Queried about Kusama’s storied obsessive nature, Judd said, “Don’t over-emphasize the obsessiveness. She always talked about being a little mad or a little crazy. She talked about, or at least thought about, well, she tried to try it anyway—committing suicide. She had a lot of trouble with ‘suicide’ and ‘seaside.’ She had trouble with ‘kitchen’ and ‘chicken’ too, as words.”

Atypical habits abounded, according to Judd. “Her behavior could be kind of strange,” he said of a recollection involving an old acquaintance who lived nearby. “He had a nice Siamese cat, a female cat, and she had kittens. Yayoi picked up a cat and sucked its nipple to see how it tasted. She didn’t think much of it. She just picked up the cat, and everyone was very surprised.”

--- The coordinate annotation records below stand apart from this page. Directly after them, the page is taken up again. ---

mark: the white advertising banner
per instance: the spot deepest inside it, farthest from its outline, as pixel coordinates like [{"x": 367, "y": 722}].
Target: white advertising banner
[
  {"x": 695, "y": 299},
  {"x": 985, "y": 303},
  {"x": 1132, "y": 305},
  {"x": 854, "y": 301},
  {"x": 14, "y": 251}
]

More consequential than the flavor of cat milk, however, was a general impression that lasted. Asked what he learned from Kusama, Judd said, “A lot. She was a very serious artist. She really worked hard, but so did I. She was ahead of me in terms of developing her work and her paintings. She paid more attention or understood more thoroughly what had to be done about the paintings that Pollock, Newman, Rothko, and Still had done.”

Then he offered perhaps his highest form of praise: “To some extent, she was kind of a model for me.”